Der Fremde lachte. »Tja, deine Sicht wurde von Brynns schlechter Navigation schon mal nicht beschädigt.«

Der Klang seines Lachens ließ meine Knie weich werden. Als der Hüne nach meiner Taille griff, um mich festzuhalten, wurden meine Wangen noch mal eine Spur heißer. Reiß dich zusammen, Ahlström.

»Bist du ganz sicher in Ordnung?«, fragte er.

»Alles ... ähm ... bestens. Danke.« Es gelang mir, mich seiner magnetischen Anziehungskraft zu widersetzen, und ich trat zurück. Dann hob ich die Stimme, um über der lauten Musik gehört zu werden. »Ich bin Mia. Du musst einer von Brynns Freunden sein.« Sie hatte nur nicht erwähnt, dass einer ihrer Freunde dem Cover eines Fitnessmagazins entsprungen war. Der Kerl war der Inbegriff körperlicher Perfektion – jeder einzelne seiner Bauchmuskeln war durch den dünnen Stoff seines T-Shirts deutlich sichtbar. Das war kein Sixpack mehr, sondern ein ganzer Kasten voller Muskeln.

»Schuldig«, scherzte der Fremde. Er streckte die Hand aus und drückte meine sanft. »Ich bin Tyr Fredriksen. Und das ist Henrik Andersson.«

Tüüüür und Henrik?

Zum ersten Mal fiel mir auf, dass Brynn bei zwei riesigen Kerlen stand. Der zweite war ein wenig kleiner als Tyr und hatte graublaue Augen, eingerahmt von einer Brille mit schmalem Rahmen. Er trug seine vielen Muskeln an einem leicht schmaleren Körper, und sein Lächeln verlieh ihm das typische Charisma eines Schauspielers oder Politikers. Kein Wunder, dass ihn Brynn so anstrahlte.

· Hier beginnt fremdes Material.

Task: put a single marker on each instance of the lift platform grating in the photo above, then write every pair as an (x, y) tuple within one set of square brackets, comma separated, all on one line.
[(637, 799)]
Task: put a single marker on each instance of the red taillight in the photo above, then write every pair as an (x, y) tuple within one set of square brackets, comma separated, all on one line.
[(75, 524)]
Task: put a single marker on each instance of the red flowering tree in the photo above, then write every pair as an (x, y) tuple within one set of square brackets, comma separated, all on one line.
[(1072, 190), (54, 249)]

»Hei hei.« Henrik nickte mir zu. »Tut mir leid mit Brynn. Wenn du das schon schlimm fandest, solltest du sie erst mal sehen, wie sie Auto fährt.«

»Oh, hör schon auf.« Brynn stieß Henrik spielerisch den Ellbogen in die Rippen. »Ich habe euch seit Tagen nicht gesehen. Bitte sagt mir, dass ihr nicht die ganze Zeit vor der Glotze gehockt habt. Ich habe deiner Mutter versprochen, dass ich dich nicht wieder beim Videospielen versumpfen lassen würde.«

Henrik tätschelte ihren Arm. »Wie süß. Als ob du uns davon abhalten könntest.«

Ich dachte mir, dass sie wohl nicht mal von einem Bulldozer fahrenden Dinosaurier aufgehalten werden konnten, so wie sie gebaut waren. Doch aus Höflichkeit sagte ich nichts.

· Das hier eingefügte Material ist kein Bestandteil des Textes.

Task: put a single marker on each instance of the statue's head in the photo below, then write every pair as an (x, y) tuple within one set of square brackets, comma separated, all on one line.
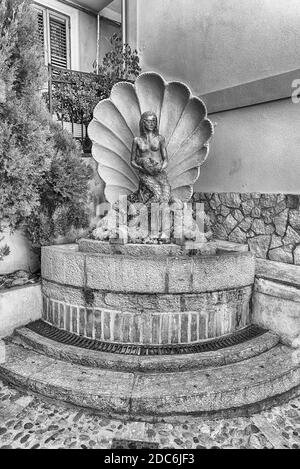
[(148, 123)]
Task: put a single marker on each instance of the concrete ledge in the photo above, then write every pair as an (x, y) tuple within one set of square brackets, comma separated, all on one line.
[(115, 273), (276, 299), (197, 392), (130, 363), (278, 272), (214, 314), (18, 307), (135, 250), (2, 352)]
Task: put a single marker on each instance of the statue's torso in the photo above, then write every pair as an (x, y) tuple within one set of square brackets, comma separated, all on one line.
[(149, 151)]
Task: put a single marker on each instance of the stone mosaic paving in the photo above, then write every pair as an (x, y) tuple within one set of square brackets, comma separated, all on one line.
[(29, 422)]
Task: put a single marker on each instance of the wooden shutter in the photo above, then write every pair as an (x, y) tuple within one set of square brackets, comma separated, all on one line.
[(41, 29), (58, 34)]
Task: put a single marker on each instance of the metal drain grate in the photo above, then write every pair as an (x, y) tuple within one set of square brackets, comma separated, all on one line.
[(133, 444), (46, 330)]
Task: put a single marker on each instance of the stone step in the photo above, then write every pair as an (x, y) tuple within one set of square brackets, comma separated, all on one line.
[(239, 387), (161, 363)]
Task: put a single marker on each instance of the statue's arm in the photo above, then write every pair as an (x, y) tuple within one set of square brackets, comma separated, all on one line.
[(134, 151), (164, 154)]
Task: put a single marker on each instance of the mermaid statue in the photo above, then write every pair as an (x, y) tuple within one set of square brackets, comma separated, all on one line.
[(149, 157)]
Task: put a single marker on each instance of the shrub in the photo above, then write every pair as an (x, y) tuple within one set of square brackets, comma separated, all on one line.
[(77, 94), (40, 167)]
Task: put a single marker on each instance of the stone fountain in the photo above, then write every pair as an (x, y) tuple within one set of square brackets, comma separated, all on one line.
[(141, 318)]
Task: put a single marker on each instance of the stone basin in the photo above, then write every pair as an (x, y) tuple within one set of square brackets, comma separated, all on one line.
[(145, 294)]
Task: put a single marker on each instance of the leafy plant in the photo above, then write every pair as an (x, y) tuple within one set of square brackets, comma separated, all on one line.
[(43, 181), (76, 94)]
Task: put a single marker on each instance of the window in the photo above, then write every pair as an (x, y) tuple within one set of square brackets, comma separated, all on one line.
[(54, 37)]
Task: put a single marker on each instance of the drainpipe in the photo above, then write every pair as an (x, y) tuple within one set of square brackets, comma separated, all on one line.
[(124, 21), (98, 42)]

Brynn verdrehte die Augen. »Mia, diese Nerds hier sind meine beiden ältesten Freunde. Henrik und ich sind nebeneinander aufgewachsen, und Tyr kenne ich seit der Grundschule.«

Ich versuchte, mir das dynamische Duo als vorwitzige Sechsjährige vorzustellen, aber es gelang mir nicht.

»Seid ihr auch Erstsemester?«, fragte ich.

Brynn kicherte. Henriks jüngerer Bruder Gunnar ist mein Jahrgang, aber dieser Kerl hier ist ein alter Mann.«

Henrik nickte. »Ich habe gerade mit meinem Master in Biomechanik angefangen.«

»Ich studiere auch Ingenieurswissenschaften.« Ich lächelte. »Ist das euer erster Besuch in den USA?«

Henrik warf Tyr einen Blick zu, der erst nach einer Pause antwortete. »Wir waren schon mal hier.«

»Was studierst du denn?«

»Die Welt.« Er grinste. Ich bekam Herzklopfen, während ich versuchte, ihm nicht auf den Mund zu starren.

Brynn verdrehte die Augen. »Sei nett, Tyr.«

»Das muss gerade diejenige sagen, die ihre Freundin gegen einen völlig Fremden geschleudert hat.« Tyr zog eine Augenbraue hoch.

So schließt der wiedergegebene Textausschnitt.